Depending on the chip, they have somewhere from 100 to 400 GB/s. I'm not sure on the numbers on Intel processors. I think the consumer processors have about 50 - 80 GB/s. (~Alder Lake, dual channel DDR5) Mine seems to have way less. And a recent GPU will be somewhere in the range of 400 to 1000 GB/s. But consumer graphics cards stop at 24GB of VRAM and these flagship models are super expensive. Even compared to Apple products.

The people from the llama.cpp project did some measurements and I believe the Apple "Metal" framework seems to outperform the x86 computers by an order of magnitude or so. I'm not sure, it's been some time since i skimmed the discussions on their Github page.

[–] synapse1278@lemmy.world 3 points 8 hours ago (1 children)

Basically yes. They come with an NPU (Neural processing unit) which is hardware acceleration for matrix multiplications. It cannot do graphics.
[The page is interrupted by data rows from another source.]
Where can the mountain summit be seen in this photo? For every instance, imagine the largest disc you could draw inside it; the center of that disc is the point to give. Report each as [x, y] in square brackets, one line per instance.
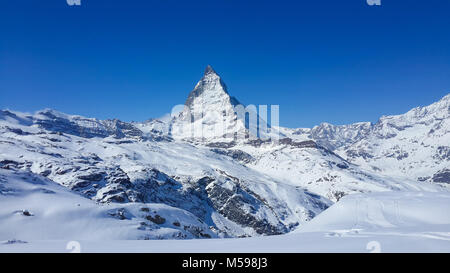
[212, 87]
[209, 112]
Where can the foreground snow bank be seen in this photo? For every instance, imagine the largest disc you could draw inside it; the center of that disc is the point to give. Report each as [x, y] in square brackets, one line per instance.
[380, 222]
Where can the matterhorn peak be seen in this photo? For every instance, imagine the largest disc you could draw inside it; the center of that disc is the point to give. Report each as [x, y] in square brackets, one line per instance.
[209, 70]
[209, 90]
[209, 108]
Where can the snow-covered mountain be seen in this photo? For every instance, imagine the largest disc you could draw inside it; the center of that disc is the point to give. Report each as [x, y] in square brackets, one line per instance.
[194, 170]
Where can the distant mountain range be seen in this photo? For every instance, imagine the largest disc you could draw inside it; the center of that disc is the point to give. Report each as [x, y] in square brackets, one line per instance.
[171, 182]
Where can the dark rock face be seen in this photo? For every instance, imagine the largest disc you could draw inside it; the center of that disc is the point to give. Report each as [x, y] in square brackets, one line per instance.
[442, 176]
[238, 155]
[230, 204]
[223, 145]
[121, 214]
[156, 219]
[301, 144]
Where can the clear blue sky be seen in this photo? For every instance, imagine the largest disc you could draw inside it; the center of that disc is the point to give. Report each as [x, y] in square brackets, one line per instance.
[335, 61]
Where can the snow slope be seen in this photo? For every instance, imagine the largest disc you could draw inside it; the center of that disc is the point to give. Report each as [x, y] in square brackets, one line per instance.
[357, 223]
[224, 186]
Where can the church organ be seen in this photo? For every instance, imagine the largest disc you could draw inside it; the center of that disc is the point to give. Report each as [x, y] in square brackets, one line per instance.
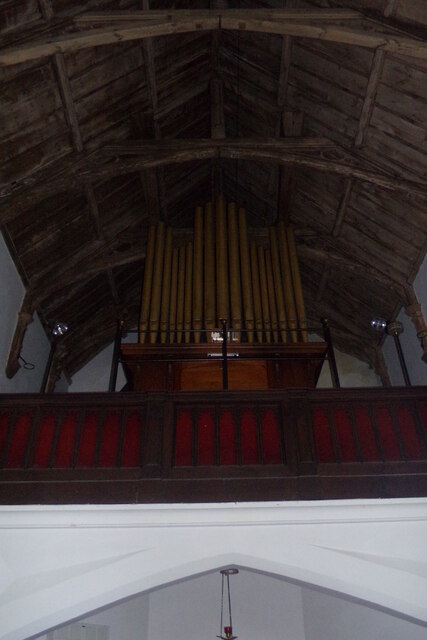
[222, 277]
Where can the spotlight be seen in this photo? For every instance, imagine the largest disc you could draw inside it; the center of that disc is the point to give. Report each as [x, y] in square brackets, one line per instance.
[59, 329]
[379, 324]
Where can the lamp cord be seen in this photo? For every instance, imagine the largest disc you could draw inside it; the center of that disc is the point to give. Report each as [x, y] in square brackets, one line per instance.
[229, 600]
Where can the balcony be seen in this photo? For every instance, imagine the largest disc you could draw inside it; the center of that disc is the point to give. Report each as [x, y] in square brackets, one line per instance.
[163, 447]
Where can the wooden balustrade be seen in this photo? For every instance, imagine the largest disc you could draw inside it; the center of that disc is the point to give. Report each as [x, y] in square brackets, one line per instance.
[216, 446]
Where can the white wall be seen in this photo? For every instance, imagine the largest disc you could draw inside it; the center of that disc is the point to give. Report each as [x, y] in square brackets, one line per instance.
[190, 610]
[327, 617]
[263, 607]
[60, 563]
[95, 375]
[35, 348]
[411, 348]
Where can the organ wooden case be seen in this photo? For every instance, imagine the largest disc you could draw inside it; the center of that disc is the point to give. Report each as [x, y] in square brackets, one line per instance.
[222, 284]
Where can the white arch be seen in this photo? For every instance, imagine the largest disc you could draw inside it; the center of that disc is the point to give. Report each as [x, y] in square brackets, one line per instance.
[60, 563]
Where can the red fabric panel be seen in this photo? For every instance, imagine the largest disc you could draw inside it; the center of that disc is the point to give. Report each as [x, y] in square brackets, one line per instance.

Slap whatever NPU into the chip, boom: AI laptop!

[–] JohnDClay@sh.itjust.works 2 points 8 hours ago (1 children)

Matrix multiplication is also largely what graphics cards do, I wonder how the npus are different.

[–] synapse1278@lemmy.world 1 points 7 hours ago (1 children)

Modern graphics cards pack a lot of functionality. Shading units, Ray tracing, video encoding/deciding. NPU is just the part needed to accelerat Neural nets.

[–] JohnDClay@sh.itjust.works 2 points 7 hours ago (1 children)

But you can accelerate nural nets better with a GPU, right? They've got a lot more parallel matrix multiplication compute than any npu you can slap on a CPU.

[–] synapse1278@lemmy.world 1 points 4 hours ago

It all depends on the GPU. If it's something integrated in the CPU it will probably not so better, if it's a 2000$ dedicated GPU with 48GB of VRAM is will be very powerful for Neural Net computing. NPUs are most often implemented as small, low-power, embedded solutions. Their goal is not to compete with data centers or workstations, it's to enable some basic "AI" features on portable devices. E.g: "smart" camera with object recognition to give you alerts.

[–] Lugh@futurology.today 11 points 10 hours ago

It's a no from me. I suspect as the US gets more deregulated for AI, it will be more no's from people around the world.

[–] chaosCruiser@futurology.today 6 points 9 hours ago* (last edited 9 hours ago) (1 children)

”However, if it is performance you are concerned about, "it's important to note that GPUs still far outperform NPUs in terms of raw performance," Jessop said, while NPUs are more power-efficient and better suited for running perpetually.”

Ok, so if you want to run your local LLM on your desktop, use your GPU. If you’re doing that on a laptop in a cafe, get a laptop with an NPU. If you don’t care about either, you don’t need to think about these AI PCs.

[–] JohnDClay@sh.itjust.works 1 points 7 hours ago

Or use a laptop with a GPU? An npu seems to just be slightly upgraded onboard graphics.